Here we consider an experiment with patients who underwent CPR for a heart attack and were subsequently admitted to a hospital. Each patient was randomly assigned to either receive a blood thinner (treatment group) or not receive a blood thinner (control group). The outcome variable of interest was whether the patient died within the 24 hours. There were 50 individuals in the control group and 40 individuals in the treatment group.
\(H_o: \pi_t - \pi_c = 0\)
\(H_o: \pi_t - \pi_c > 0\)
Our statistic is: \(\hat{p_t} = \hat{p_c}\)
For a null distribution, we would randomly shuffle the data into one group, and permute the data back into two new groups of size 50 and 40. We would then calculate the proportion of those who died in each group and subtract the proportions.
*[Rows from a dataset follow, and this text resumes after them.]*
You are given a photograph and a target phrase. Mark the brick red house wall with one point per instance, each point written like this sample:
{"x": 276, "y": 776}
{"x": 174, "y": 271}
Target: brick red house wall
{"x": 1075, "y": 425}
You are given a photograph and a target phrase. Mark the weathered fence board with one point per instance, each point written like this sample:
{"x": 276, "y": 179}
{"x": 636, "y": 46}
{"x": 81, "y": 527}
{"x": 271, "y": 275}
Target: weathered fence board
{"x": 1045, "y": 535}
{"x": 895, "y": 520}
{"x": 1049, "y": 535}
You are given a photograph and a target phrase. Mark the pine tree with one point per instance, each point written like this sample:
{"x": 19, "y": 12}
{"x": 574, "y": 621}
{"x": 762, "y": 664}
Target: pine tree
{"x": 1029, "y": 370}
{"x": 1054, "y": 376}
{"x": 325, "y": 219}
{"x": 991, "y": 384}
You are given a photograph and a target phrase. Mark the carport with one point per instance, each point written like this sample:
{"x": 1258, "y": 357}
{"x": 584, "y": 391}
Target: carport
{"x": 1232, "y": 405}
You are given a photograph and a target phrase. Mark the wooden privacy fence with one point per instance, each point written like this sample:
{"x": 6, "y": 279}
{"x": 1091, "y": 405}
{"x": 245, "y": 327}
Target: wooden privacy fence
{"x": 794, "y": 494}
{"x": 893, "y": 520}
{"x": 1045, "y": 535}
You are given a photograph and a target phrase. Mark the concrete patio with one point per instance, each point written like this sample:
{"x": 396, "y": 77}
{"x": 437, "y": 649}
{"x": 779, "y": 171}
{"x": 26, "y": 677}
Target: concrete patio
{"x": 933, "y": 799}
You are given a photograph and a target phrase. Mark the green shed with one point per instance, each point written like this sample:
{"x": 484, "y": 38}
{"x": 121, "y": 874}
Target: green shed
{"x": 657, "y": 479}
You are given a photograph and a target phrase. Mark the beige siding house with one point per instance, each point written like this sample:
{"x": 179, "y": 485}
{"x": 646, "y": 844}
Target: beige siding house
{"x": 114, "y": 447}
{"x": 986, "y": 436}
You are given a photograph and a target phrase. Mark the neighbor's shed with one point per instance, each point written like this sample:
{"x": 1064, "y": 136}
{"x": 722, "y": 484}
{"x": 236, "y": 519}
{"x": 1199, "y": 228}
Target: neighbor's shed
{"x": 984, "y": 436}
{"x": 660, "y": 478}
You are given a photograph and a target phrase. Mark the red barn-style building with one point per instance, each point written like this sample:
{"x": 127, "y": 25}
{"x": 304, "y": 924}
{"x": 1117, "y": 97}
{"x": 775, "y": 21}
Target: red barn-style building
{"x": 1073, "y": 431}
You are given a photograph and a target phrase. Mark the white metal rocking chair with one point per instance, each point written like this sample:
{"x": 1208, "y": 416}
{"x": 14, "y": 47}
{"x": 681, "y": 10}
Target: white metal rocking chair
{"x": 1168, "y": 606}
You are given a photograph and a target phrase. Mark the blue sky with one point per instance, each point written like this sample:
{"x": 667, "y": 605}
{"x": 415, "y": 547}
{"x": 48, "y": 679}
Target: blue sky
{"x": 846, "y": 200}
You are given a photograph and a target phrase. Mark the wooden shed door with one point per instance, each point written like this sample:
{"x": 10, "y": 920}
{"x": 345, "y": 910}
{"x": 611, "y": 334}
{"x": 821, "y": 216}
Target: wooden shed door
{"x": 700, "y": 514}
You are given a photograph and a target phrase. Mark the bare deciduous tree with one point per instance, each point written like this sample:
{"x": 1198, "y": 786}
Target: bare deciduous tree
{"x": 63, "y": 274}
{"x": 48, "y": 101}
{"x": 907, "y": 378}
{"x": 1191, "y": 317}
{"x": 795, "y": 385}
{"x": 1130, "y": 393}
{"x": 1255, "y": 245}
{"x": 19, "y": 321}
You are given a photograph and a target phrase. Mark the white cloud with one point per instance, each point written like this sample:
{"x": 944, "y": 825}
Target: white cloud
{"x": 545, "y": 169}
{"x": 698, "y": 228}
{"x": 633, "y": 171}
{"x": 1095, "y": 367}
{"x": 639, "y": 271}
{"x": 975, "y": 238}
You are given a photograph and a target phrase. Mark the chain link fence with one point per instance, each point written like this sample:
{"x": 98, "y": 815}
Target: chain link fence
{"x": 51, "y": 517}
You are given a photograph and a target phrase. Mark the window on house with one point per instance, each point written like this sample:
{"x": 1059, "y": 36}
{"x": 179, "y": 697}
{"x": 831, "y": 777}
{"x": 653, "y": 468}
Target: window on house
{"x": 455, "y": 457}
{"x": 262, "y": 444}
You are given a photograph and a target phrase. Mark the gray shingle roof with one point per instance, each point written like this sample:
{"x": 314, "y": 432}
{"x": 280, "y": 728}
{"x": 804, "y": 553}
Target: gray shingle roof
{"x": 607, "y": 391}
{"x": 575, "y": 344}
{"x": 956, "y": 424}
For a bootstrap distribution, we would randomly sample with replacement from each group 50 and 40 times respectivly. Then, we would calculate new proportions for each group and subtract.
Situation 2
We have data on the price per guest (ppg) for a random sample of 50 Airbnb listings in 2020 for Asheville, NC. We are going to use these data to investigate what we would of expected to pay for an Airbnb in in Asheville, NC in June 2020. Today, we are going to investigate if the mean price of an Airbnb in Ashville, NC in June 2020 was larger than 60. Note: The value of your sample statistic is 76.6.
\(H_o: \mu = 60\)
\(H_a: \mu > 60\)
\(\bar{x} = 76.6\)
The null distribution scheme is slightly different for a single mean than for others. We need to make a null distribution centered at 60. Thus, we are going to shift our data by - 16.6, so that when we re sample with replacement 50 times, we get a simulated sample mean under the assumption that the mean is 60. Doing this 1000 times will give us a distribution centered at 60.
For confidence intervals, we resample with replacement 50 times, calculate the new resampled mean, and plot it.